The farmhouse where he’d been trapped, tased by a rigged-up mechanism as soon as he’d opened the door, had already been inspected several times over but was spotlessly clean, not a speck of dust in the place, let alone a fingerprint. He needed to find the torture chamber Blackwell had taken him to from there.
He’d been going through his list of possibilities one by one, whenever he had time for a drive. He’d already checked a dozen homes repossessed by various banks and sitting empty, closed-down businesses in town, and an old, crumbling silo that had nearly collapsed on top of
him.
If he found a place, he might find a clue that could lead him straight to Blackwell. The “workshop” was somewhere in or near town. He’d been conscious—if tied and blindfolded—for the trip from the torture chamber to the grave. While the ride, with all that pain riddling his body, had seemed to last an eternity, he didn’t think it took more than twenty to thirty minutes.

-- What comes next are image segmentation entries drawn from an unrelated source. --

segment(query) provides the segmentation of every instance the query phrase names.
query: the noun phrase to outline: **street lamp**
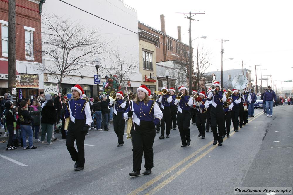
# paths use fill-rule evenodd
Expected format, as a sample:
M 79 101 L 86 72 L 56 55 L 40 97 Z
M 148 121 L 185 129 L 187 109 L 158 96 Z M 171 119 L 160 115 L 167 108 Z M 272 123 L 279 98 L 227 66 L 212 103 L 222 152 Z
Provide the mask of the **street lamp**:
M 168 70 L 166 70 L 166 72 L 165 73 L 165 76 L 166 76 L 166 78 L 167 78 L 167 88 L 169 88 L 169 82 L 168 82 L 168 78 L 169 78 L 169 74 L 170 73 L 168 71 Z

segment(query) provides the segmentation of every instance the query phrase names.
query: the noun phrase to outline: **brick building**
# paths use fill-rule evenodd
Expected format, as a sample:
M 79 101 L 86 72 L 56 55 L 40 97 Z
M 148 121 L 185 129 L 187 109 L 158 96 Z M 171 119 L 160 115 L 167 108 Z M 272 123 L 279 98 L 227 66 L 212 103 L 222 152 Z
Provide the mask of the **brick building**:
M 29 98 L 42 91 L 42 74 L 37 70 L 42 63 L 40 0 L 16 0 L 16 53 L 17 97 Z M 0 46 L 0 95 L 8 87 L 8 0 L 0 0 L 1 37 Z M 40 89 L 40 88 L 41 89 Z

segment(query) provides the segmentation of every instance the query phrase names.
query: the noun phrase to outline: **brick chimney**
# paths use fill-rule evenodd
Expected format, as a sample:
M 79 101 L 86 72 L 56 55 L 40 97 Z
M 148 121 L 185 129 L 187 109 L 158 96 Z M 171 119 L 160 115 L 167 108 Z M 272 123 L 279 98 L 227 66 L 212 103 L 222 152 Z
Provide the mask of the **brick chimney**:
M 166 32 L 165 26 L 165 16 L 164 14 L 160 15 L 161 20 L 161 32 L 165 34 Z
M 177 26 L 177 32 L 178 34 L 178 40 L 181 42 L 181 26 Z

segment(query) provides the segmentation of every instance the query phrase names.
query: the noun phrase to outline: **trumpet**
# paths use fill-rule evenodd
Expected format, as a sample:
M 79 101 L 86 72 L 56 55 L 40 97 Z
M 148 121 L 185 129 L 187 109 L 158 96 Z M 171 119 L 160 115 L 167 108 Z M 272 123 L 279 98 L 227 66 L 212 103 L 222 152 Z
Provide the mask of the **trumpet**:
M 117 99 L 117 97 L 116 96 L 116 94 L 115 93 L 112 93 L 110 94 L 109 96 L 109 99 L 110 99 L 110 101 L 115 101 L 116 99 Z
M 176 99 L 177 99 L 178 101 L 180 101 L 180 100 L 181 99 L 181 97 L 182 96 L 184 95 L 184 94 L 181 94 L 180 96 L 176 96 Z

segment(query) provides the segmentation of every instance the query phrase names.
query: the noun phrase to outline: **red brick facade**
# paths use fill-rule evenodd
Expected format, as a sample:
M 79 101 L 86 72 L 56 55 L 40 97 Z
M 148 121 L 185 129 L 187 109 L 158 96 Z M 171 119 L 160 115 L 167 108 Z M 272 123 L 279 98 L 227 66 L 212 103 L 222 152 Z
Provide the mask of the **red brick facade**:
M 39 4 L 28 0 L 16 0 L 16 59 L 17 60 L 42 63 L 41 16 Z M 0 20 L 8 21 L 8 1 L 0 0 Z M 26 59 L 25 29 L 24 26 L 35 29 L 33 32 L 34 60 Z M 2 36 L 0 30 L 0 37 Z M 2 56 L 2 47 L 0 47 L 0 58 Z

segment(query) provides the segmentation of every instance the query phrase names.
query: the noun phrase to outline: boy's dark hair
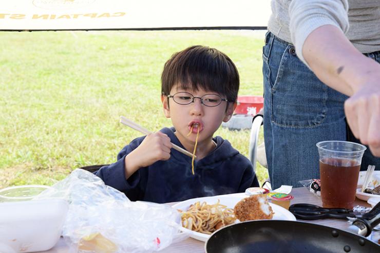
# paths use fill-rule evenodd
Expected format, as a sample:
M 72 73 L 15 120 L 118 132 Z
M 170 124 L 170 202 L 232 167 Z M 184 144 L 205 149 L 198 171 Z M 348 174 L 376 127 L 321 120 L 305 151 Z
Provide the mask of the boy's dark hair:
M 172 88 L 178 84 L 178 88 L 216 92 L 234 102 L 239 83 L 237 69 L 227 55 L 215 48 L 193 46 L 173 54 L 165 62 L 161 92 L 169 95 Z

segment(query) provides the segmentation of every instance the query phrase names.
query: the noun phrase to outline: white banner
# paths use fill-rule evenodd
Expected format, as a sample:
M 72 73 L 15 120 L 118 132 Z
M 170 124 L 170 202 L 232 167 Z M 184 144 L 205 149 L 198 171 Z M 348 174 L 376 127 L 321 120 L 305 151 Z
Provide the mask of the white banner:
M 0 30 L 261 29 L 270 0 L 2 0 Z

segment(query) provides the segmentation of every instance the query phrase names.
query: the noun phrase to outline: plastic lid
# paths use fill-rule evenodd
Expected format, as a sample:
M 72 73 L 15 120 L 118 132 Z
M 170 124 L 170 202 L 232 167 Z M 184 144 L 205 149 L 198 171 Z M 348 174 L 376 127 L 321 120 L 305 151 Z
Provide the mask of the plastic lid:
M 285 201 L 293 199 L 294 197 L 292 195 L 285 194 L 284 193 L 273 193 L 271 194 L 269 197 L 273 200 Z
M 265 188 L 260 187 L 251 187 L 245 190 L 245 194 L 247 195 L 256 195 L 257 194 L 265 194 L 268 193 L 269 190 Z
M 372 207 L 374 207 L 379 202 L 380 202 L 380 197 L 372 197 L 367 201 L 367 202 Z

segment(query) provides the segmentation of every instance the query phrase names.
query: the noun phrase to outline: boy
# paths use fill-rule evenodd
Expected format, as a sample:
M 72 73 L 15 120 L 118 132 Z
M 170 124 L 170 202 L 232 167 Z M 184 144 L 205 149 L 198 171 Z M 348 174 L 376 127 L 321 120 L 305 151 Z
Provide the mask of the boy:
M 251 162 L 214 133 L 236 107 L 239 74 L 215 49 L 195 46 L 174 54 L 164 66 L 161 101 L 173 128 L 135 139 L 118 161 L 95 174 L 132 201 L 157 203 L 244 192 L 258 186 Z M 171 149 L 176 144 L 192 158 Z

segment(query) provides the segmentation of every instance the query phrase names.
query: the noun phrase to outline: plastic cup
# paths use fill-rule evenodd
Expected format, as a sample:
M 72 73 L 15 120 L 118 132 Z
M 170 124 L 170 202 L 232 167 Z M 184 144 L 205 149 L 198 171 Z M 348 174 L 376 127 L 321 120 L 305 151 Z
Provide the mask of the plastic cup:
M 317 143 L 319 154 L 320 197 L 327 208 L 352 209 L 365 146 L 341 141 Z

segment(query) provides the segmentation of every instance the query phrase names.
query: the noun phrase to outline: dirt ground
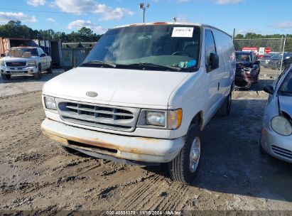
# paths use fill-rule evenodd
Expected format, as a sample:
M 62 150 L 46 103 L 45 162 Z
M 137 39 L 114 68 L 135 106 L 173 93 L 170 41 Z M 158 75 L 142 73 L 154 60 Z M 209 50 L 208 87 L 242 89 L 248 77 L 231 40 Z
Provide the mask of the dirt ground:
M 235 91 L 230 115 L 209 123 L 191 185 L 172 181 L 166 166 L 69 155 L 43 136 L 40 90 L 58 75 L 0 80 L 0 210 L 292 210 L 292 164 L 259 151 L 268 97 L 261 90 L 272 73 Z

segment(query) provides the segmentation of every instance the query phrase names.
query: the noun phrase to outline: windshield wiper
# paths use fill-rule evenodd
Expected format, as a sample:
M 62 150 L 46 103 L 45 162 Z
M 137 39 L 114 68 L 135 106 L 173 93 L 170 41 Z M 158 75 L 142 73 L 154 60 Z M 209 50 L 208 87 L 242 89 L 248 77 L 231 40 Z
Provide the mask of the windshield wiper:
M 115 64 L 108 63 L 108 62 L 102 61 L 102 60 L 92 60 L 91 61 L 82 63 L 82 65 L 85 65 L 85 64 L 102 64 L 102 65 L 109 65 L 109 66 L 111 66 L 112 68 L 116 68 L 117 67 L 117 65 L 115 65 Z
M 158 64 L 153 64 L 153 63 L 135 63 L 135 64 L 130 64 L 130 65 L 125 65 L 126 66 L 153 66 L 153 67 L 161 67 L 161 68 L 168 68 L 171 69 L 175 71 L 180 71 L 181 70 L 180 68 L 178 67 L 172 67 L 172 66 L 168 66 L 168 65 L 158 65 Z

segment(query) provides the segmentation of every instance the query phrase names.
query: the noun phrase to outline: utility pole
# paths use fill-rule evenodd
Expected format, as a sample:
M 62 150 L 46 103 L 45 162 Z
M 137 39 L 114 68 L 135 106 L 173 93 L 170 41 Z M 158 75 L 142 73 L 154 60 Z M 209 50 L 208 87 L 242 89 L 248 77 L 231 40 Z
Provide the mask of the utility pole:
M 146 6 L 144 6 L 144 3 L 140 3 L 139 4 L 139 9 L 143 10 L 143 23 L 145 23 L 145 12 L 147 9 L 150 7 L 150 4 L 147 4 Z

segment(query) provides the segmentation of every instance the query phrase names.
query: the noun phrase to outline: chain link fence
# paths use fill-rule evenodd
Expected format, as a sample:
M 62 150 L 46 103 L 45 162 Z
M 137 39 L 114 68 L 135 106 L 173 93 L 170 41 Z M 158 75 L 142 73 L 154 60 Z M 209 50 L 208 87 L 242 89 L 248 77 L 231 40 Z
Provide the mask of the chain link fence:
M 292 63 L 292 38 L 234 39 L 234 44 L 237 51 L 254 51 L 266 75 L 276 77 Z

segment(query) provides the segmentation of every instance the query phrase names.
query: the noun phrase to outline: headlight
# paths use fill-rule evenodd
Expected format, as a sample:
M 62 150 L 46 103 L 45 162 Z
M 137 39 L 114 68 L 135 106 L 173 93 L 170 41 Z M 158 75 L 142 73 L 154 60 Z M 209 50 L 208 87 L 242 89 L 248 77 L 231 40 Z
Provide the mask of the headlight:
M 28 61 L 28 67 L 36 67 L 36 62 L 33 60 Z
M 271 121 L 271 127 L 281 135 L 289 136 L 292 134 L 291 124 L 283 116 L 274 117 Z
M 147 124 L 166 126 L 166 113 L 164 112 L 147 111 Z
M 45 97 L 44 100 L 45 108 L 54 110 L 57 109 L 55 99 L 53 97 Z
M 183 119 L 183 109 L 168 111 L 168 129 L 176 129 L 180 127 Z

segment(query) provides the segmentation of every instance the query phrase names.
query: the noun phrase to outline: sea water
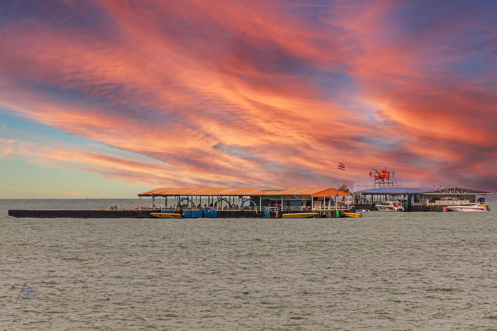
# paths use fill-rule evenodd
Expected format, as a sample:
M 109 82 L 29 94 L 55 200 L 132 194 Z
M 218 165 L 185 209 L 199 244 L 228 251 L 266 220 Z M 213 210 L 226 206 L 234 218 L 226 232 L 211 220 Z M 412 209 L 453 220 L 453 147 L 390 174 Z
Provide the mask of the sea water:
M 489 202 L 359 219 L 44 219 L 7 210 L 139 202 L 0 200 L 0 329 L 495 330 Z

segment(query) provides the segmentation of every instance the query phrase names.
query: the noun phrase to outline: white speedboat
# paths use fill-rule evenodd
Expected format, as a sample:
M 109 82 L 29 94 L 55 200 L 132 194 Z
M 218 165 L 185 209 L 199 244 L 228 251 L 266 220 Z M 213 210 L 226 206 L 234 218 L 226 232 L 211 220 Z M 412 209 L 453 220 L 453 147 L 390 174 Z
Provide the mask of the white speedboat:
M 447 207 L 451 211 L 487 211 L 490 210 L 485 204 L 478 202 L 469 204 L 460 204 L 457 206 L 449 206 Z
M 404 211 L 404 206 L 398 201 L 382 201 L 374 206 L 380 211 Z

He unfolded the list and looked at the next item that hasn’t been crossed off yet, the old firehouse, abandoned when the new state-of-the-art facility had been built, just before the recession had hit.

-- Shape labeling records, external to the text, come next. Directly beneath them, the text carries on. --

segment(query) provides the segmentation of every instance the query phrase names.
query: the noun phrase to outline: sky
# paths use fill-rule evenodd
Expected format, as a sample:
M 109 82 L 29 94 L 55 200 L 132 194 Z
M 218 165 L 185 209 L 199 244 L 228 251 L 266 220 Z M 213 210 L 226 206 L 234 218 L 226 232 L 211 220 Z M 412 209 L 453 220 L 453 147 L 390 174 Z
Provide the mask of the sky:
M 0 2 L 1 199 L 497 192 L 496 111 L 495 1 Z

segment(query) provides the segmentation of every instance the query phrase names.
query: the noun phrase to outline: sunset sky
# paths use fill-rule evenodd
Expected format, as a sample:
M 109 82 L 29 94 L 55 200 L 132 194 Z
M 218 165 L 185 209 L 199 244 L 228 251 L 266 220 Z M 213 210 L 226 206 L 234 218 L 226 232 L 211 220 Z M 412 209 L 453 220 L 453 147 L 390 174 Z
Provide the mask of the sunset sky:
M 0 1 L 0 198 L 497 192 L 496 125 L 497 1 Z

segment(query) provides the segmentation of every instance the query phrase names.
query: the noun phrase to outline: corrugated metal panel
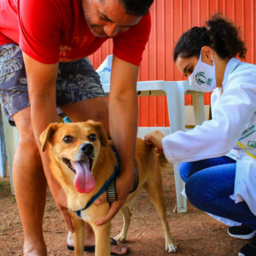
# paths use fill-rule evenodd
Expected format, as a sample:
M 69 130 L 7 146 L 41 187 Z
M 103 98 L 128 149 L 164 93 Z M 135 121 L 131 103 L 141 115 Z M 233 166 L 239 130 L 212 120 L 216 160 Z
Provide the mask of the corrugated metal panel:
M 256 0 L 154 0 L 151 8 L 152 30 L 143 53 L 139 80 L 183 80 L 172 61 L 172 50 L 183 32 L 203 26 L 213 14 L 221 12 L 241 27 L 246 42 L 246 61 L 256 64 Z M 95 67 L 112 53 L 108 40 L 90 56 Z M 210 95 L 205 96 L 209 104 Z M 186 96 L 186 104 L 191 98 Z M 139 97 L 140 126 L 168 126 L 165 96 Z

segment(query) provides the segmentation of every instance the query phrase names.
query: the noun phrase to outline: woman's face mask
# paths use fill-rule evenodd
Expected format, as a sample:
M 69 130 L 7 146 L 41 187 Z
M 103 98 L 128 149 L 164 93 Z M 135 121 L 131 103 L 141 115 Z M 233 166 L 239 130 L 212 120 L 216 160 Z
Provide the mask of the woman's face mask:
M 213 66 L 201 61 L 201 53 L 199 61 L 189 77 L 189 84 L 206 92 L 210 92 L 216 88 L 215 63 Z

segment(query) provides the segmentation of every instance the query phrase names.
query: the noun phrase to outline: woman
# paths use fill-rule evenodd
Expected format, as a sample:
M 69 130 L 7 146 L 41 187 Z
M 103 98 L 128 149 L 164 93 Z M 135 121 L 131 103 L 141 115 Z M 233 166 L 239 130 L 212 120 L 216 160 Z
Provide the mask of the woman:
M 155 131 L 145 139 L 170 163 L 183 162 L 180 175 L 195 207 L 242 224 L 229 234 L 252 238 L 239 255 L 255 256 L 256 66 L 235 58 L 245 54 L 237 28 L 219 15 L 183 34 L 174 61 L 191 85 L 213 90 L 212 119 L 189 131 L 164 137 Z

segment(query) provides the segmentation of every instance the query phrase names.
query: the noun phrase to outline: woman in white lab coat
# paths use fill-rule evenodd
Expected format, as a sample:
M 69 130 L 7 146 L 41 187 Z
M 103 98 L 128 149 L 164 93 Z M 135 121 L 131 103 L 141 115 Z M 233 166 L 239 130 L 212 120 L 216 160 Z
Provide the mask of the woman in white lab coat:
M 256 66 L 244 58 L 237 28 L 217 15 L 206 26 L 182 35 L 174 61 L 191 85 L 213 90 L 211 120 L 166 137 L 153 131 L 146 142 L 170 163 L 182 162 L 188 200 L 199 209 L 241 225 L 235 237 L 252 239 L 239 255 L 256 255 Z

He drove over frozen roads, traffic sparse, then sparser yet as he reached the back roads again. The old firehouse had been built on the edge of town, back when they used the creek to fill the trucks with water. The new bigger one sat in the middle of the city, within easier reach.
The township still owned the building that now housed road-maintenance equipment. The building stood deserted and locked up for the moment. Jack pulled up to the front and eyed the big padlock on the door of the single bay.
Eddie Gannon had access to the place. Eddie was friendly with Ashley. Eddie was about the same build and age as Blackwell. Yet the voice was off, Jack thought. But could he trust his full-of-holes memory?
He got out of his car and walked around, looking in windows. He saw no suspicious activity, and, more importantly, no door that could have led to a basement. The two inside doors were open, one to a bathroom, the other to the kitchen.
And he’d definitely been held in some sort of a basement, the only thing he was sure of. The place had smelled like a basement. He could see a small strip under the blindfold, saw the stained cement floor. The light had been on 24/7. So he was looking for a basement without windows, most likely, but not necessarily. Could be Blackwell kept the windows boarded.
He was looking for a place away from other buildings, in an area that was deserted. Nobody had heard his screams.
For a few seconds, he stared at the big snowplow that took up most of the place, its cheery yellow color mocking him. Then he went back to his car with a disappointed grunt and crossed the firehouse off his list.